Les paramètres du nouveau régime furent rendus publics pour la première fois le 16 avril 1996 au moment de la diffusion du Rapport du comité d’experts sur l’assurance médicaments (1996), présidé par l’ancien ministre libéral de la Santé, Claude Castonguay, alors président du conseil d’administration de la Banque Laurentienne. Un mois plus tard, le ministre de la Santé et des Services sociaux, Jean Rochon, dépose à l’Assemblée nationale le Projet de loi n33 qui reprend dans les grandes lignes les recommandations du comité Castonguay. Les prestataires de la sécurité du revenu et les personnes âgées d’au moins 65 ans recevant le montant maximum du supplément de revenu garanti devront désormais débourser une partie des coûts des médicaments d’ordonnance tandis que les autres personnes âgées payeront davantage. La RAMQ double aussi le nombre de ses assurés du fait que les 1,5 million de Québécois qui n’ont aucune assurance médicaments doivent désormais s’inscrire à ce nouveau régime.
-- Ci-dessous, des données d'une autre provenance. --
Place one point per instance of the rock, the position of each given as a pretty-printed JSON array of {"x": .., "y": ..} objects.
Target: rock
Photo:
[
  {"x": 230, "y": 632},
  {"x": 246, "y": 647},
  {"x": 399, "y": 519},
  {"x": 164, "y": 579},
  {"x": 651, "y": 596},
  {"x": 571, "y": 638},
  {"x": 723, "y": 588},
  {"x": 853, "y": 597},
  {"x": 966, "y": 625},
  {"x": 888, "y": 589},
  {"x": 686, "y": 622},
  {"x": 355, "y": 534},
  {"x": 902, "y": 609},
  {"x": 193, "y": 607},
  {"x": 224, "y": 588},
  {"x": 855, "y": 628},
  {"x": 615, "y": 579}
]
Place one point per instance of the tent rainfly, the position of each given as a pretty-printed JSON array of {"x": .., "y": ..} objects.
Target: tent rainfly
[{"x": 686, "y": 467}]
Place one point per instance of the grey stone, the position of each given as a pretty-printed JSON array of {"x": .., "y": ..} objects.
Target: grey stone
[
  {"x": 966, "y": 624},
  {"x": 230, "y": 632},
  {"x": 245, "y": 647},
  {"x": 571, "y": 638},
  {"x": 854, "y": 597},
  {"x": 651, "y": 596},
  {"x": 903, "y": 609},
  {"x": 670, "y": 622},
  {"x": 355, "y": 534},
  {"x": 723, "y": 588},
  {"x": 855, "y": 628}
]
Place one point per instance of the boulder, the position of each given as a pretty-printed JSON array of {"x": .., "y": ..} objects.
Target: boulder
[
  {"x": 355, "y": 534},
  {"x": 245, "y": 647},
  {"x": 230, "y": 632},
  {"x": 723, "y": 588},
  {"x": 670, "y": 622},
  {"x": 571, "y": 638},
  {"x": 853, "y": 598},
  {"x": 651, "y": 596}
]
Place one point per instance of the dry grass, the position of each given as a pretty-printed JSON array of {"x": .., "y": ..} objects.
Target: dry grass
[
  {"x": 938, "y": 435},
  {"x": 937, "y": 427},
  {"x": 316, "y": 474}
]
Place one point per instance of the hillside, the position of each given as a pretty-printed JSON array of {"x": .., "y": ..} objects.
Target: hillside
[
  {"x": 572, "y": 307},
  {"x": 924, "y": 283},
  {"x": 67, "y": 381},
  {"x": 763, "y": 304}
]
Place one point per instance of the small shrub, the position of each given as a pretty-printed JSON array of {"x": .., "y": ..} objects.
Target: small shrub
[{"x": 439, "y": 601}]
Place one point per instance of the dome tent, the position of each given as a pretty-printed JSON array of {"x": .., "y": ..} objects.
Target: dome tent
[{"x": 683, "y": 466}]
La majorité des 44 organismes invités à la commission parlementaire sur le Projet de loi n33 sur l’assurance médicaments réagissent favorablement à la proposition du gouvernement. Cependant, plusieurs organismes trouvent trop élevées les contributions financières exigées des moins fortunés. Les organismes de personnes âgées et les organismes voués à la défense des prestataires de la sécurité du revenu se montrent particulièrement virulents dans leur dénonciation du nouveau régime. Au terme d’une commission parlementaire mouvementée, le ministre Rochon annonce, le 10 juin 1996, des allègements financiers. La franchise, la coassurance et le plafond se calculeront sur une base trimestrielle plutôt que sur une base annuelle. La contribution maximale des personnes âgées bénéficiant du supplément de revenu garanti maximum et celle des prestataires de la sécurité du revenu passeront de 300 $ par année à 50 $ par trimestre.

Insatisfaits de cet allègement, des centaines de personnes âgées et des dizaines de prestataires de la sécurité du revenu descendent dans la rue, mais le ministre Rochon ne cède pas à ces pressions, au contraire. Il annonce, le 3 juillet 1996, qu’il devancera de quatre mois l’entrée en vigueur du nouveau régime pour les personnes âgées et pour les prestataires de la sécurité du revenu.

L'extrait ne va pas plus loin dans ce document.